But I think you have made this point to some extent.
73 de Vince, W1IDL
On Sat, 11 Nov 2000, Bruce Paige wrote:
> i received this article from a friend. although the thought and spirit of the
> article is to benefit ham radio, i think that factual data should always be used
> so as not to deceive the reader. this article was published in a commercial
> newspaper in australia.
>
> i would like to know the source of information as it does not appear to be
> correct.
>
> where did he get the figure $200 million for the commercial cost?
> where did he get the figure $5 million for the actual cost?

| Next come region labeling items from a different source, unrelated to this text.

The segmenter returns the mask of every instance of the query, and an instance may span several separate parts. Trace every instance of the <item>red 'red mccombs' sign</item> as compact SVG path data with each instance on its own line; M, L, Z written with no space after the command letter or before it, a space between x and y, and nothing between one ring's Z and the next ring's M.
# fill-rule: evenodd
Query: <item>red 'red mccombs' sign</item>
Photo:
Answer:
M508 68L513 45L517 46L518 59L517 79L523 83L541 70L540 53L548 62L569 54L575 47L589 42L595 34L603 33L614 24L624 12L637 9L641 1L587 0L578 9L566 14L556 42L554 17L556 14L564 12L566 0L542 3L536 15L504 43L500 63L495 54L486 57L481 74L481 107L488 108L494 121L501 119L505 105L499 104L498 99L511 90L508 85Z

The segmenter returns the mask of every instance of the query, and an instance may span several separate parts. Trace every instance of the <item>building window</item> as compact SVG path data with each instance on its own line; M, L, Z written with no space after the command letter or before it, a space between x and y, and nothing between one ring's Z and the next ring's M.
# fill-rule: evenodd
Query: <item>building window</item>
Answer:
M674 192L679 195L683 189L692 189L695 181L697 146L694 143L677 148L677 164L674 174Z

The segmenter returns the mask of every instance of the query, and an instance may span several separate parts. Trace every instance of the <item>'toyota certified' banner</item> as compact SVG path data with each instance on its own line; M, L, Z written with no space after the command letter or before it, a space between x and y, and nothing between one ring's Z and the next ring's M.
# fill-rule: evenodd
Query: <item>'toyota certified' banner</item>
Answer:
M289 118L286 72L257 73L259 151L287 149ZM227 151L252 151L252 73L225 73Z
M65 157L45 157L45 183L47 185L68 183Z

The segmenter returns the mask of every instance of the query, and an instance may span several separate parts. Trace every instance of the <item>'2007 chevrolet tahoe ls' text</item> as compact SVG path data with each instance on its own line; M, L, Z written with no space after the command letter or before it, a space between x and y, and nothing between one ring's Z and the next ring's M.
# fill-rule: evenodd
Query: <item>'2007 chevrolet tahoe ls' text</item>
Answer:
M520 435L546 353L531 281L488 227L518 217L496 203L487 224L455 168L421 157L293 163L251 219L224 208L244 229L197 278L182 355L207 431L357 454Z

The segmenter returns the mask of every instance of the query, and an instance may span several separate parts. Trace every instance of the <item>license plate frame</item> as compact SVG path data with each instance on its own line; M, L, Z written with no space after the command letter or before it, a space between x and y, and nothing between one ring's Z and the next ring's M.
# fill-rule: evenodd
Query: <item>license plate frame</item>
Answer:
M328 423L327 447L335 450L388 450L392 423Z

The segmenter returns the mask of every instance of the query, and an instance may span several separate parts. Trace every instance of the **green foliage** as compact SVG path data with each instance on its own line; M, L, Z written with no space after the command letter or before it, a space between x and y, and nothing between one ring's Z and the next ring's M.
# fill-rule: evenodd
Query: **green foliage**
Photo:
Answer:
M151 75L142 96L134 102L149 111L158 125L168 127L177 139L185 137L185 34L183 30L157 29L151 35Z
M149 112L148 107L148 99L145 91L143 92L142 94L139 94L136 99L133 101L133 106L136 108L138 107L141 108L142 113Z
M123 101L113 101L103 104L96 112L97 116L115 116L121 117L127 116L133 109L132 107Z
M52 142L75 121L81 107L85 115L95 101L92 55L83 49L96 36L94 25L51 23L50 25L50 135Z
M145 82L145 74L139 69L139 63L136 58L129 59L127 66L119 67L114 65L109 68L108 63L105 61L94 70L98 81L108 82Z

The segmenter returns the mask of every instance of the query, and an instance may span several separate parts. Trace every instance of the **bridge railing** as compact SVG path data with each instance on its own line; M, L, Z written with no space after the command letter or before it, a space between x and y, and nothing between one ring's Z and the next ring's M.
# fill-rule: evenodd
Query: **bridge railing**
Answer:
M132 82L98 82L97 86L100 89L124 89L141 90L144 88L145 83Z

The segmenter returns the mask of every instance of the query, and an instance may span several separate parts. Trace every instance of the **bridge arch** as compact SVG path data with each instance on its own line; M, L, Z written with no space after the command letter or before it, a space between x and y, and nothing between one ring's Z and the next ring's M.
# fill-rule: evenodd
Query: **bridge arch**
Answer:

> also, this is not a free launch, amsat has paid for the launch.
>
> how did these inaccuracies get into an article like this???
>
> 73...bruce
>
> Satellite launch a giant step for amateur radio
> By: Peter Ellis
> Canberra Sunday Times
> November 12, 2000
> Peter Ellis tells the story of a space curiosity that will be orbiting
> over Canberra next week.
>
> WHAT AM I? I have brains, eyes, ears, mouth and arms; I am full of
> ammonia but do not smell; I am a great listener but can also talk like
> a parrot; I have wings that fly on the sun's wind; I have wheels that
> take me nowhere; I speak many languages but understand none. I fly free
> but I am kept captured by a great force; I am a curiosity that few
> people know about and very few will ever see. I am small and simple,
> yet I am the biggest and most complex. I have a name that is out of
> this world Phase 3D. I am a communications satellite, but I was built
> by amateurs amateur radio operators. And I will finally be launched in
> the next week. When Phase 3D hitches a ride into space on Wednesday at
> 12.07pm Canberra time on one of the very early commercial launches for
> the new Ariane 5 rocket, it will be setting new standards for the
> conquest of space by ordinary folk. P3D is the largest and most complex
> Orbital Satellite Carrying Amateur Radio of about 40 successfully
> developed, built, launched, controlled and used by amateur radio
> satellite operators (AMSAT) around the world over the last 40 years.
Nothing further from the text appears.